Traditionally, IT services firms followed a pyramid structure, with a broad base of fresh graduates supporting scalability and a large bench strength ready for deployment. Now, this model is evolving into a diamond-shaped structure, characterised by fewer entry-level hires and a growing mid-tier workforce with five to thirteen years of experience.
Data sourced from specialist staffing firm Xpheno show that the seven top Indian IT services companies and ten mid-tier ones currently have about 695,500 people at the mid-junior to mid-senior level with five to thirteen years of experience. In comparison, freshers, entry-level, and junior engineers stand at about 530,150 – a clear tapering of the structure.
“The distribution does have a big fat middle layer. The hyper-hiring phase in 2021–2022 has contributed to a broad layer of junior talent falling in the three-to-five-year bracket, and also to a wider mid-layer in the five-to-nine and nine-to-thirteen layers. These are also the layers where the highest churn occurred during the buoyancy. The layers below have relatively shrunk due to the low intake volumes in the last three intake cycles,” Kamal Karanth, co-founder and chief executive of Xpheno, said.
A slow-growth environment over the last three years has also contributed to this. Companies now need more experienced people to work on live projects quickly, according to experts.
“The structure will evolve. It depends on the people and how much we hire and train them. Depending on that, the structure will change and will be more like a diamond structure rather than a normal pyramid one,” said C Vijayakumar, chief executive and managing director of HCLTech.
Experts say this change is likely to take a firmer shape going forward, as the industry is unlikely to hire at the scale it did earlier, with clients looking for more efficiency to be passed on to them in a slow-growth environment.
Vijayakumar added that while HCL will continue to hire a lot of entry-level engineers, the “expectation from them will be higher so that instead of just writing codes, they can validate the codes written by coding assistants”.

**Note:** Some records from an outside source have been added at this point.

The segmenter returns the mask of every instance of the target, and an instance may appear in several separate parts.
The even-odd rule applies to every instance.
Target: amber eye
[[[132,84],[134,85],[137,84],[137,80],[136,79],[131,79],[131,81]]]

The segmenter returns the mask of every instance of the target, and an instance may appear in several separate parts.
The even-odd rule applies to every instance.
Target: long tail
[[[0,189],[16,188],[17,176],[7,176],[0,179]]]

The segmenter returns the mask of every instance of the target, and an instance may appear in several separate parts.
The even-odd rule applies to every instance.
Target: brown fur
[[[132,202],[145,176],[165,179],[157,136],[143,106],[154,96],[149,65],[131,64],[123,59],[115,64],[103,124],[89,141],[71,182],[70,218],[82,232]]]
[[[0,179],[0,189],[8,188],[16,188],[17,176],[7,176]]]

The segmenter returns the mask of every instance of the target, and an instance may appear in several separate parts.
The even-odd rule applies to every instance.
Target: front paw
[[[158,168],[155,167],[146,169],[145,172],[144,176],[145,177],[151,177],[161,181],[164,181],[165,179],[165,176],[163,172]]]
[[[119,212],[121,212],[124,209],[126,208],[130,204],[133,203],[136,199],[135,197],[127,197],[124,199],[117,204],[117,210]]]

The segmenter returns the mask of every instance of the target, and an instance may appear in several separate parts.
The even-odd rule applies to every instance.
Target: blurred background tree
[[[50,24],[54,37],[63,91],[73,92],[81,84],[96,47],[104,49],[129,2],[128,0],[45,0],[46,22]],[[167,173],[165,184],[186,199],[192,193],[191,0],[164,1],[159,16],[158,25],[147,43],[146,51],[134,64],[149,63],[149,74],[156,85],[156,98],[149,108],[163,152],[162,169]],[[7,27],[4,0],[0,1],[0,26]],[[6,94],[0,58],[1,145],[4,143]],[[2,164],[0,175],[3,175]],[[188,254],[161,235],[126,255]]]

On the other hand, the cost of training freshers and making them billable for clients is a significant investment in money and time, which many companies will be cautious about in a volatile macroeconomic environment. If hiring were to slow down next financial year, the change in shape will only become more profound.
“As more and more work becomes automated and a range of lower-level and higher-level tasks are replaced by AI, the need for a classic command-and-control pyramid structure goes away. In fact, automation and AI break off chunks of the pyramid. As more humans manage more bots, the pyramid looks more like a diamond,” Ray Wang, founder and chairman of Constellation Research, wrote in a blog in March.
However, challenges remain, and the most critical one is reskilling the workforce at scale while also pivoting delivery and engagement models and maintaining operating margins.
Hansa Iyengar, an independent analyst, said that margins are likely to compress initially due to reskilling investments, but can recover as AI efficiencies scale up.
“There will also be initial dents in profitability as vendors pivot, but long-term cost savings and higher-value engagements will reverse that trend as productivity per employee improves.”
It is also undeniable that the pyramid structure lends scalability and for any IT services business, entry-level engineers are a must.
“Some of that is up in the air as to if it is not a pyramid, how do you create the scale. But I think solutions will emerge and the most important things for the next two years will be companies investing in reskilling and having clarity on what is the skillset of a new software engineer and are they going to invest in that. Those that do will remain competitive,” said Rohit Kedia, chief executive officer of Xoriant.